Ontario correctional centres workers strongly reject new contract
When tentative deal was signed, province said it would not add to its expenditures in effort to balance books
Workers at correctional institutions across Ontario have rejected a tentative contract agreement with the province.
The Ontario Public Service Employees Union says the three-year deal reached Nov. 23 was rejected by a 67-per-cent margin.
Details of the tentative deal covering 5,500 employees in provincial jails, correctional facilities, youth centres and probation and parole offices have not been released.

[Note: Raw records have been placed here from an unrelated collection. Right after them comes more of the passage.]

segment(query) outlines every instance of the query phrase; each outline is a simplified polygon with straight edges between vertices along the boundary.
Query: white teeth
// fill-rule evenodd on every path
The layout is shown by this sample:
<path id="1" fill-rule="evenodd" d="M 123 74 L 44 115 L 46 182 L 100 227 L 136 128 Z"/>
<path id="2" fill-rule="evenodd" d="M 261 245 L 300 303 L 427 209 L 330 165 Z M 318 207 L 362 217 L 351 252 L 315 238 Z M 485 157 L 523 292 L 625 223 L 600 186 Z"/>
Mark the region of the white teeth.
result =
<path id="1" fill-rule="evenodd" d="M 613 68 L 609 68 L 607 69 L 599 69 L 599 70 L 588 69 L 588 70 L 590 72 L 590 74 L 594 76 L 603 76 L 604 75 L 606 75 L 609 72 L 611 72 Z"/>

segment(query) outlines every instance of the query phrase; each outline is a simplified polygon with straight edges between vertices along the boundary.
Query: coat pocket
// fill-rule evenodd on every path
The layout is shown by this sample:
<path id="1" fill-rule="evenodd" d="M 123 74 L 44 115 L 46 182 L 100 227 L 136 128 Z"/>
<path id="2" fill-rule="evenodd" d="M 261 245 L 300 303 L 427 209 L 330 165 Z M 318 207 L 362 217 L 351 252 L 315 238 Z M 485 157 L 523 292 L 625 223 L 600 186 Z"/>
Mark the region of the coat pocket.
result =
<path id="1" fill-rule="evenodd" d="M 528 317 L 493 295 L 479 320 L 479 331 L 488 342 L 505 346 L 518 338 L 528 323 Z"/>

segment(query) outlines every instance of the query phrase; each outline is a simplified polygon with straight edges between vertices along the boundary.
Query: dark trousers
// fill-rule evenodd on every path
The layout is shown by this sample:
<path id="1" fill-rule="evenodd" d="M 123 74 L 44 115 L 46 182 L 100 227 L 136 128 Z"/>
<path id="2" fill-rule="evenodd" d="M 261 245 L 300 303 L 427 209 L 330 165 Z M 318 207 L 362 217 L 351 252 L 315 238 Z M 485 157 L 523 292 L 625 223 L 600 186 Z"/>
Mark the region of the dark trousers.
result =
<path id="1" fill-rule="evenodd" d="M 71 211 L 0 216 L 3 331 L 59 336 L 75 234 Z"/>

In a statement, OPSEU president Warren "Smokey" Thomas said he is not surprised by the results of the vote because the government "didn't even come close" to addressing what he calls a "crisis in correctional services in this province."
Thomas said probation and parole officers struggle with the highest caseloads in the country, while spending per offender is the second-lowest.
Moreover, said Thomas, "lethal weapons are being brought into parole offices but the government stubbornly refuses to install metal detectors, putting officers' lives needlessly in jeopardy."
"This is a wake-up call for (Premier) Kathleen Wynne," added Thomas. "I call on this government to come back to the bargaining table with proposals that recognize the extraordinary skills, commitment and courage required of correctional staff."
When the tentative deal was signed, the province said it would not add to government expenditures as it battles to balance its books.
The rejection of the deal comes just a week after the province announced it hired 91 new correctional officers.